The puppy's COI is 43%.
Puppy's lineage has no evidence of poor hip scores, to my knowledge.

*Immediate questions:*
1. How much does this high COI complicate my aspirations to be a GSD breeder? (She's delightful in every way except this COI).

Secondary questions:
1. If I keep her for breeding, how can I mitigate a high COI outside of finding unrelated lines? (She'd be my first female and the start of my line).
2. How would you mitigate a higher COI while still maintaining the traits we know and love of GSDs?


----------



## selzer (May 7, 2005)

Sigh, you have a beautiful puppy that you know absolutely nothing about yet. If she was 8 weeks old in November of 2022, then she is 3months old. Of course she is delightful in every way. She is a puppy. Use her for your breeding program: research her lines, research other lines; train, train, train, train her; title her, get involved with canine sports, find what she excels at and go down that line; name your breeding program/kennel after her. 
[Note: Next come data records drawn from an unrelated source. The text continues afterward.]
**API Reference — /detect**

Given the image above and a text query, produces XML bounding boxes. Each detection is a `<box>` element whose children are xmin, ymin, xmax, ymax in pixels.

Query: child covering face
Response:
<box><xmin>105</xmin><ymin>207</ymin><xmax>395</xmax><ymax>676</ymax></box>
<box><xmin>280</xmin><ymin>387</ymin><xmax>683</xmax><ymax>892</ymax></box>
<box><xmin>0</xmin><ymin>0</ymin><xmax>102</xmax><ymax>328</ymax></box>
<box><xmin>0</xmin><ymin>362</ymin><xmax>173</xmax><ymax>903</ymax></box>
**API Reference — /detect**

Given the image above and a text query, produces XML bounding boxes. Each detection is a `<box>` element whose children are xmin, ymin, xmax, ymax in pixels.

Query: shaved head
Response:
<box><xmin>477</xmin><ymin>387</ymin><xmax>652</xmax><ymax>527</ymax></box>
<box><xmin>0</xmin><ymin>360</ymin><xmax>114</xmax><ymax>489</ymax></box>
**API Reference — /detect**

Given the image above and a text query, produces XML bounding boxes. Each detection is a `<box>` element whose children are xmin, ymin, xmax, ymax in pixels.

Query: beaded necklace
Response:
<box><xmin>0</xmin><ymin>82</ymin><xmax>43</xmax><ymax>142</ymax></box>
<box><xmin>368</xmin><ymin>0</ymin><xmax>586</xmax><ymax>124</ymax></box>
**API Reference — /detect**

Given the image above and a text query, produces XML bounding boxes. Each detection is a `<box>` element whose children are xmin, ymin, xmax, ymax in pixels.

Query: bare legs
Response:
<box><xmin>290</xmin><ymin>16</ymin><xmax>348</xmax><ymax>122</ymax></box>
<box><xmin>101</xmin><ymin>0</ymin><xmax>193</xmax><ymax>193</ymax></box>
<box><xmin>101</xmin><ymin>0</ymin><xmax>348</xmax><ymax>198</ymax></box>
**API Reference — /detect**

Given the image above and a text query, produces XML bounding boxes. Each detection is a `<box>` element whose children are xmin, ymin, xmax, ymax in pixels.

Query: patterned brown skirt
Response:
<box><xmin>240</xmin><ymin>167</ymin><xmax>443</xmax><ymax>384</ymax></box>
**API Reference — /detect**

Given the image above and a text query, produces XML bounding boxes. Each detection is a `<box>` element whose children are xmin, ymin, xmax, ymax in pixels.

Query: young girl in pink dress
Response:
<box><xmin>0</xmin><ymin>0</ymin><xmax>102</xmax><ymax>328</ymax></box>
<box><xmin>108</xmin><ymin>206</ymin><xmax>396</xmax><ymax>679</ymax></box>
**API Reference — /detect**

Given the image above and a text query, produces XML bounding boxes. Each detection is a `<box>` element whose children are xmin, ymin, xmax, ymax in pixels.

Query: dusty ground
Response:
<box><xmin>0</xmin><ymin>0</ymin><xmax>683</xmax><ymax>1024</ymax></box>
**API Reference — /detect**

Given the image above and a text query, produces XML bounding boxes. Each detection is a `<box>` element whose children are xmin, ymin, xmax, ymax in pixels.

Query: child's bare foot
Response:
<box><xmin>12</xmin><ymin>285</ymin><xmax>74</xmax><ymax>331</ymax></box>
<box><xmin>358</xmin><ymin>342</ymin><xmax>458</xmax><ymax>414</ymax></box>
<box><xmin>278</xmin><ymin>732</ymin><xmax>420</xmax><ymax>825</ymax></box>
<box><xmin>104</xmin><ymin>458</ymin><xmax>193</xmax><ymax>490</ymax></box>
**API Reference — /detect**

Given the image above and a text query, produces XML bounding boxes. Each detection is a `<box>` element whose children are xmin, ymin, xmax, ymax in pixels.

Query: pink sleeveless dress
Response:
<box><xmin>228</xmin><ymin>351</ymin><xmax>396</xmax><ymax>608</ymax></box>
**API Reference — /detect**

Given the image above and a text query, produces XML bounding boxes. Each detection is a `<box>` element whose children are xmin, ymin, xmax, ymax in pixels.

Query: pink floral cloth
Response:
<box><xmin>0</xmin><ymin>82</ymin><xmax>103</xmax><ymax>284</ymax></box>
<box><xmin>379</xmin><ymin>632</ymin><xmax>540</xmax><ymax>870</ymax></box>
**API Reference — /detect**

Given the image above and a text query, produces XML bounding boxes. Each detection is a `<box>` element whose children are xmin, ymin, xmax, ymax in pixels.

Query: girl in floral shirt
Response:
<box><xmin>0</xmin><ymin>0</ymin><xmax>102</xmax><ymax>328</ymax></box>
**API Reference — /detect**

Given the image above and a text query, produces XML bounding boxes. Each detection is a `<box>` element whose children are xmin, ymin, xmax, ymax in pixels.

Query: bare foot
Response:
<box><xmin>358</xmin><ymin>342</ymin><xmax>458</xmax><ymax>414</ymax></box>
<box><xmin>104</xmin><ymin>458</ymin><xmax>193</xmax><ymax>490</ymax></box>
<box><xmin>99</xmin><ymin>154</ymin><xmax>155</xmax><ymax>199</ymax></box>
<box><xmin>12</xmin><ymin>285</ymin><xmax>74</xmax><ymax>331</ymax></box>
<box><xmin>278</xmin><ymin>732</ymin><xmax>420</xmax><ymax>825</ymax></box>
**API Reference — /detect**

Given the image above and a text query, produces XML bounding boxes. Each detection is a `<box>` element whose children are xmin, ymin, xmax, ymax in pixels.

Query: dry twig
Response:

Should you breed her with a high COI? No. Probably not. You will have some uncomfortable conversations about this choice down the line. That isn't the end of the world, but it is hard to explain why you chose to breed to a pup that is so closely inbred. As a buyer, you can claim ignorance of how tightly inbred the puppy is. As a breeder, you don't have that excuse. 

Breeding is not something you should consider after you acquire a puppy. If you want to be a breeder, than you need to buy a puppy with that in mind. That means you need to know what her lines are, you need to familiarize yourself with her pedigree _before_ you purchase the puppy. 

Most folks do not want to go into breeding to sell puppies to the least knowledgeable folks. You go into it wanting to sell your pups to knowledgeable people in the breed. So go out there and get yourself known. Spend a couple of years getting involved with people in person, trainers, club members, show-people, competitors. It's not easy to break into the world of dog-people. Everyone with a new puppy wants to breed it, and that turns people off right quick. Get involved in canine performance events and forget about breeding until you are ready to make your next purchase, when this puppy is several years old and where you want her to be. Then go about getting your foundation bitch with all of what you have learned in the mean time.


----------